A mix-up surrounding the city’s new free lunch program for middle school students was misinterpreted by districts around the city, resulting in some students being sent to school without a lunch.

And the school was not prepared to serve them one.

The new program included in the city’s budget for the 2014-15 fiscal year allocated $6.25 million for middle school students across the five boroughs to get free lunch from school, an initiative the city hopes to eventually expand to further grades.

But the program only has funding to provide meals for students in standalone middle schools rather than all seventh- and eighth-grade students in every school in New York City, such as K-8 or K-12 schools.

On the first day of school earlier this month, miscommunication between the city and its schools led parents to believe their middle school students in a K-12 school would be getting a meal at lunch time, and many students were sent to school without a lunch of their own.

“Parents were of the understanding that all students would be getting a free lunch, so there was sort of an organized chaos in those first few days when the school had to scramble to figure out what to do for those kids who didn’t have a lunch,” said City Councilman Paul Vallone (D-Bayside). “I have three kids and I know my wife goes crazy trying to figure out the schedule for everything, so parents need to have the right information.”

Since that first day Sept. 4, Vallone said his office has received calls from parents confused about why their child was not part of the free lunch program.

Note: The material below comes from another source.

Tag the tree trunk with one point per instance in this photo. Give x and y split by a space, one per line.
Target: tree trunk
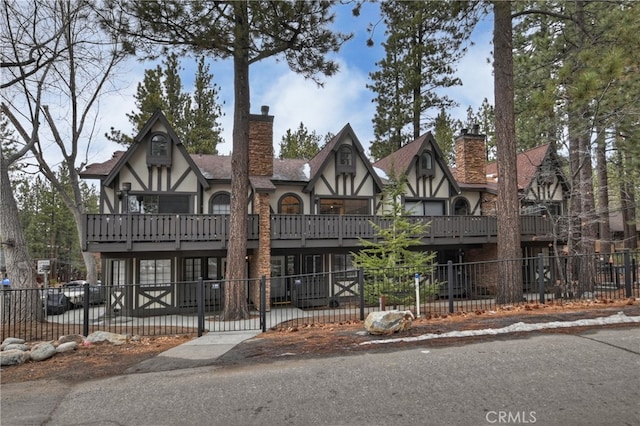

When the councilman started to do some research, he discovered that the funding the city’s administration asked for did not cover the schools inside a school, he said.

“These schools were left out of the funding and now we’re just trying to figure out why,” he said.

Vallone said he reached out to Council Speaker Melissa Mark-Viverito (D-Manhattan), whom he said shared his concern with students being left out of the free lunch program. He also brought the issue to Councilman Daniel Dromm (D-Jackson Heights), who serves as chairman of the Council’s Education Committee, and he said the administration is now looking at how the mix-up happened and how it can be prevented next year.

Vallone said since the budget is set in stone for the remainder of the fiscal year, there is no solution to include the rest of the middle school students in the free lunch program for this school year, but he said the Council is working to figure out how much more it would cost the city to make sure every seventh- and eighth-grade student gets a free meal next year.

“It certainly wasn’t intended to hurt kids,” he said. “It was just kind of an unfortunate oversight and now we have to fix it.”